Giving an update on moves to repatriate Nigerians from the country, Dabiri-Erewa said only a few Nigerians have indicated their interest in returning while the majority said they do not want to return. She said:

  • Here is an update on the situation in Tunisia, where blacks have been victims of racial attacks. Our Ambassador is in consultation with the Nigerian Community, on a decision on evacuation.
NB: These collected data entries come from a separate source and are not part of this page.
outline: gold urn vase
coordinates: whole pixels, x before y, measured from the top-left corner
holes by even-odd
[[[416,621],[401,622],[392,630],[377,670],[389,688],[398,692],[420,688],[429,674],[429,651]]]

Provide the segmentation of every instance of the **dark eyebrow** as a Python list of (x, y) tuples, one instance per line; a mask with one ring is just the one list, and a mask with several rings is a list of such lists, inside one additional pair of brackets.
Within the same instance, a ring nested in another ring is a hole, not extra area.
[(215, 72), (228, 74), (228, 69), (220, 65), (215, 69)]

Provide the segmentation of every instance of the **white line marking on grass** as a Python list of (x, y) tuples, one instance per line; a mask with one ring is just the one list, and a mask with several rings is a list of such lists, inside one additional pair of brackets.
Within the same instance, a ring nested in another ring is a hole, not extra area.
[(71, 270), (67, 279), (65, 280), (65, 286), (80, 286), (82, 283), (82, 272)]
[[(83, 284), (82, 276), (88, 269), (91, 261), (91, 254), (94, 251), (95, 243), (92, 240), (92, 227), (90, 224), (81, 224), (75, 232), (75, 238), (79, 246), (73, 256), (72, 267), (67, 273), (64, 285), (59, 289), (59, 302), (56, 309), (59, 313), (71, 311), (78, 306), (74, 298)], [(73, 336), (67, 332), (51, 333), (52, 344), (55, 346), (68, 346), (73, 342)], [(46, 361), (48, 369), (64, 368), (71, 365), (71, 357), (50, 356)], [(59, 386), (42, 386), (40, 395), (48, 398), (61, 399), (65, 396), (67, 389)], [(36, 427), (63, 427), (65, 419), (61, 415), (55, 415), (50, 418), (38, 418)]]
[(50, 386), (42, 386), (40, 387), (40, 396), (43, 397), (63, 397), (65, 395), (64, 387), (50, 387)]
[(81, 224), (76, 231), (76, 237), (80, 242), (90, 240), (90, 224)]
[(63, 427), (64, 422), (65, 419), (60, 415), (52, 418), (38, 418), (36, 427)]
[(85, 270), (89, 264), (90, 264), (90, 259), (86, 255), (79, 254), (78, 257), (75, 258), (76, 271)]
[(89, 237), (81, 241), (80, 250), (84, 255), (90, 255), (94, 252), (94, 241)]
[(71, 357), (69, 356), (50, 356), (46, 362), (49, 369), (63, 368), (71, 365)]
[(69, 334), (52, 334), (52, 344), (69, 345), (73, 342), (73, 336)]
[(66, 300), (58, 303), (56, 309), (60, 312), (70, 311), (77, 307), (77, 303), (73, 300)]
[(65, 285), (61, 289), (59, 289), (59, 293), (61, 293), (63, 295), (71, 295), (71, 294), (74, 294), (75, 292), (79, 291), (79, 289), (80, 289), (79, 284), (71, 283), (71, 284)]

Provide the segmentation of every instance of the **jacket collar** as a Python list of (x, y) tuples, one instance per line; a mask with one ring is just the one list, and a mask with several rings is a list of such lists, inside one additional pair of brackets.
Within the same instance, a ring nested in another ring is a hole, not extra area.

Those that have agreed to return to Nigeria are very few and the mission is working with the IOM to arrange tickets for them.  
  • “Many others want to wait it out, praying it will soon pass, following the intervention of the AU and the African Group of Ambassadors. 
  • Though we don’t really have a large community of Nigerians in Tunisia as many of them are those rescued from the Mediterranean after a failed attempt to cross from Libya, the mission will update if they do request to return.” 

The back story: In the past week, governments in Sub-Saharan countries have launched campaigns to repatriate hundreds of nationals who flocked to their embassies for help. Hundreds of West African migrants from Guinea, Mali, and Ivory Coast have already left to avoid violent attacks against them by mobs.  

The attacks followed a speech on February 21 by the Tunisian President Kais Saied who appealed to officials nationwide to take “urgent measures” to tackle irregular migration. In his speech, he claimed that the enemies of the country wanted “to change Tunisia’s demographic makeup”. 

  • He also accused sub-Saharan migrants of being behind most of the crimes committed in the North African country. 
  • The Tunisian president’s remarks fueled a spate of sackings, evictions, and physical attacks against the black migrant community in Tunisia. 
  • The African Union expressed “deep shock and concern at the form and substance” of Saied’s racist remarks.